The best practices for message boards are similar to blogs; you should provide transparency and clarity for your readers. For example, if you posted a link to a site that is now broken, and the page is still prominent on your site or through searches, add a note to your original post that says “ETA: this link has now been changed to (provide new link).” (ETA is an abbreviation commonly used by online community posters; it means “edited to add.”) You can also add disclaimer language warning readers of outdated information that will appear with old posts. You should not, however, worry about correcting old news or outdated information as a rule; it’s an archive and readers should understand that.

If some of your message board threads are very out-of-date, lock them so users cannot post new messages that may keep old pages high up in search results.

The Ephemeral: Twitter, Facebook, Pinterest
Some social media sites, unlike Wikipedia and blogs, produce more ephemeral, or short-term, content.  On Twitter, frequent users may post several tweets a day, but if followers are not checking often, they may miss several of those tweets and only see a few that were most recently posted.

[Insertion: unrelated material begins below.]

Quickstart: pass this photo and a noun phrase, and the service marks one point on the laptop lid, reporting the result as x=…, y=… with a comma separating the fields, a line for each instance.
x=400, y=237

News feeds on Facebook are similar. If your rogue post, rife with misspellings or a link that doesn’t work, shows in others’ timelines before you can delete it, it won’t last for long unless somebody captures your error with a screenshot.  But if it has been out there for a while and collected “likes” and comments, leave it and issue an updated or corrected post.

To delete or not to delete?
Regardless of the nature of the site, there are times when you need to update content you have published. If breaking news impacts a story you posted, for example, you should update your Twitter or Facebook feed with that breaking news. As with blogs, if you have to fix a minor typo that bears no weight on the matter at hand, deleting a post to replace it with the correctly spelled version is fine.

On these dynamic social media sites, you should be careful to credit any other people who have provided content you are referencing. On Facebook, if you are sharing something one of your friends shared first, it’s appropriate to say “via.” For example, if your friend Debbie Brown posted a review of Jimmy’s Deli that you noticed and now you want to post it too, you should post it as “Jimmy’s Deli Review via Debbie Brown” (with Debbie Brown’s name linked to her profile).

On Pinterest, if you are re-pinning somebody’s pin, they are automatically credited; and if you want to change the description of an item, it’s understood that users add their own labels. So you don’t need to call out the fact that you have changed the wording of the original description. But if you are using the original description, you should make sure that it is appropriately written for your audience and your brand.

Twitter has a more complicated etiquette. If you are quoting another person’s tweet, you should use the QT (quote tweet) abbreviation so the original tweet appears in quotes. If you are shortening a tweet so you can fit it and your comment within Twitter’s 140-character limit, you should use the abbreviation “MT” (modified tweet). Otherwise, you are editing someone else’s words without acknowledging it.

Because the social media landscape is ever-changing, you should review your policies on a regular basis. One good resource is the Social Media Governance site, which provides a list of links to social media policies for dozens of organizations, from the US Navy to the New York Times.